Ridge keeps the relationship linear—every input has a dollar coefficient—while its L2 penalty prevents unstable weights when several HR variables overlap (e.g., seniority, salary, and job level).
Libraries Required
- pandas # data wrangling
- numpy # numeric helpers
- matplotlib.pyplot # quick EDA (optional)
- scikit‑learn # preprocessing, RidgeCV, metrics
- joblib # save the trained model
Dataset Link
Step-by-Step Code Implementation
1. Import Libraries
import pandas as pd import numpy as np import matplotlib.pyplot as plt from sklearn.model_selection import train_test_split from sklearn.preprocessing import OneHotEncoder, StandardScaler from sklearn.compose import ColumnTransformer from sklearn.pipeline import Pipeline from sklearn.linear_model import RidgeCV from sklearn.metrics import r2_score, mean_absolute_error import joblib
2. Load the Kaggle data
df = pd.read_csv("Employee.csv") # file from the Kaggle zip
print(df[['Employee ID', 'Training Cost']].head())
The Employee/HR Dataset (All‑in‑One) includes columns such as:
| field | sample values |
| Training Cost | 1 350 USD (target) |
| Department | Sales / HR / IT |
| Job Level | Senior / Mid / Entry |
| Location | New York / Berlin … |
| Tenure_Yrs | 3.4 |
| Salary_USD | 72 000 |
| Training Hours | 28 |
| Performance Band | Excellent / Good / Needs Improvement |
| High_Potential | 0 / 1 |
3. Set up numeric and categorical feature groups
Puts salary (tens of thousands) and training hours (tens) on comparable variance, so Ridge’s penalty treats them evenly.
num_cols = ['Tenure_Yrs', 'Salary_USD', 'Training Hours']
cat_cols = ['Department', 'Job Level', 'Location',
'Performance Band', 'High_Potential']
target = 'Training Cost'
X = df[num_cols + cat_cols]
y = df[target]
4. Build the preprocessing + Ridge pipeline
- Cross‑validated Ridge searches over α values, delivering the simplest model (in bias–variance terms) without manual tuning
- Converts categorical HR factors—department, job level, location—into binary flags; dropping the first level avoids perfect multicollinearity.
preproc = ColumnTransformer([
('cat', OneHotEncoder(drop='first', handle_unknown='ignore'), cat_cols),
('num', StandardScaler(), num_cols)
])
ridge = RidgeCV(alphas=[0.1, 1, 10, 50, 100], cv=5)
model = Pipeline([
('prep', preproc),
('ridge', ridge)
])
5. Train/test split and model fitting
X_train, X_test, y_train, y_test = train_test_split(
X, y, test_size=0.2, random_state=42, shuffle=True)
model.fit(X_train, y_train)
6. Evaluate hold‑out performance
pred = model.predict(X_test)
print(f"Chosen α (L2) : {model.named_steps['ridge'].alpha_}")
print(f"Test‑set R² : {r2_score(y_test, pred):.3f}")
print(f"Test‑set MAE : ${mean_absolute_error(y_test, pred):,.0f}")
7. Understand the dollar drivers
A +$420 coefficient on Training Hours (per σ) quantifies how much each extra one‑standard‑deviation of hours lifts cost.

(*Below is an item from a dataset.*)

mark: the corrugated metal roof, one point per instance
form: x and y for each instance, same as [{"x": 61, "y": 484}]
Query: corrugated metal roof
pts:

A −$350 weight on Department_HR signals HR programmes tend to be cheaper than the baseline department.
# combine one‑hot names with numeric names
ohe = model.named_steps['prep'].named_transformers_['cat']
ohe_names = ohe.get_feature_names_out(cat_cols)
feature_names = np.concatenate([ohe_names, num_cols])
coefs = pd.Series(model.named_steps['ridge'].coef_, index=feature_names)\
.sort_values()
print("\nCost reducers (most negative weights):")
print(coefs.head(6))
print("\nCost adders (most positive weights):")
print(coefs.tail(6))
Because all numeric predictors were z‑scored, each numeric coefficient reads as USD change for a one‑standard‑deviation increase; one‑hot flags show the dollar offset relative to the reference category.
8. Persist the model for HR dashboards
Salary, tenure, and job level are partially collinear; Ridge shrinks coefficients toward zero, yielding more stable, generalisable estimates while staying linear.
joblib.dump(model, "ridge_employee_training_cost.pkl")
Summary
This workflow turns raw HRIS tables into an explainable employee‑training cost forecaster:
- Early‑stage budgeting: Finance can project next‑quarter L&D spend before enrolments close.
- Transparent levers: every coefficient is a dollar impact tied to a policy knob (hours, salary band, high‑potential flag).
- Sturdy baseline: any future gradient‑boosted or causal model must beat this Ridge MAE and remain interpretable for HR leadership.